本と音楽を片手に、電網郊外を散歩する風情で身辺の出来事を記録。退職後は果樹園農業と野菜作りにも取り組んでいます。

年末年始と喪中〜私の場合

2023年01月01日 06時00分29秒 | 季節と行事
身内が亡くなると、喪に服するということで、身を慎み旅行など外出を控え、悲しみを表す習わしがあります。服喪の期間は時代によっても異なるようで、古代の中国では宮城谷昌光『晏子』のように戦乱の中で三年間も茅屋に起居する話(*1)が伝わりますが、現代では形式としておおよそ一年間とされることがマナーページなどでは説明されているようです。
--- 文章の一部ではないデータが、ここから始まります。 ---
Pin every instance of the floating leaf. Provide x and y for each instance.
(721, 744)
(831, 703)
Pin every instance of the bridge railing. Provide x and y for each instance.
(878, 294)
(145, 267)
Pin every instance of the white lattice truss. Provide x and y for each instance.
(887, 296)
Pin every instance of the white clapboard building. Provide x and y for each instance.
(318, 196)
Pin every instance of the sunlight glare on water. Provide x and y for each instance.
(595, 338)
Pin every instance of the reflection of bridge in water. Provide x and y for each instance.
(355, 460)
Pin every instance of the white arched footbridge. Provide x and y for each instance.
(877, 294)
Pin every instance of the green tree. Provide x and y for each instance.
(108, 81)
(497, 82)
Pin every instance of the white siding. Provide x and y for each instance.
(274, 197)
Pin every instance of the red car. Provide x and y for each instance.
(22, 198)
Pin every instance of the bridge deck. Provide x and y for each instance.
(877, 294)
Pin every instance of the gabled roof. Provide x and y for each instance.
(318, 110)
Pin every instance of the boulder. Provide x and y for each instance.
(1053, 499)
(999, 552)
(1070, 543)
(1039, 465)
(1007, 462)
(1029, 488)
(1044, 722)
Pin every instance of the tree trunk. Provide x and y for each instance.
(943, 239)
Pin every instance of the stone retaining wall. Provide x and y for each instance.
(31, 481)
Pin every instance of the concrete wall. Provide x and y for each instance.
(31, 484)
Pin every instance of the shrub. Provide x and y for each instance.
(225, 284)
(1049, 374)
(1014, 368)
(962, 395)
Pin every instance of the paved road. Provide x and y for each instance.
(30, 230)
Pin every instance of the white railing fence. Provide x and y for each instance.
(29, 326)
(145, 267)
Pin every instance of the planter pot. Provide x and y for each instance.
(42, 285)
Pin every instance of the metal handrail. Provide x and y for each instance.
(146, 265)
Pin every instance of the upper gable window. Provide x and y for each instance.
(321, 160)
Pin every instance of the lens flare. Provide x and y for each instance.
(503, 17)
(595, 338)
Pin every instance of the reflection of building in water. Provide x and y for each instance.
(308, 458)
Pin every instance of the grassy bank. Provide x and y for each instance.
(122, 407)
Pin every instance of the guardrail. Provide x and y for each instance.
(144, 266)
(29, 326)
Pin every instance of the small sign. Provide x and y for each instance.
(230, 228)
しかし、実際に一年間も厳格に喪に服することになれば、個人的には職を失い、社会的にはさまざまな社会活動に支障を生じることになるでしょう。そこで、社会的に了解を得ている期間としては、公務員等の忌引休暇の日数が参考になります。この場合、亡くなった人が親であれば7日、子であれば5日、祖父母や兄弟姉妹の場合は3日というように決まっており、葬儀等の行事の準備と後始末を含めて、責任の重さに応じて日数が定められているようです。この期間をすぎれば出勤して仕事につきますが、その他に宴会や旅行、神社等への参拝、年賀を含む祝い事などは行わないとされているようで、このあたりが四十九日あるいは一年間とするのが現代における了解事項となっているのかな、と思います。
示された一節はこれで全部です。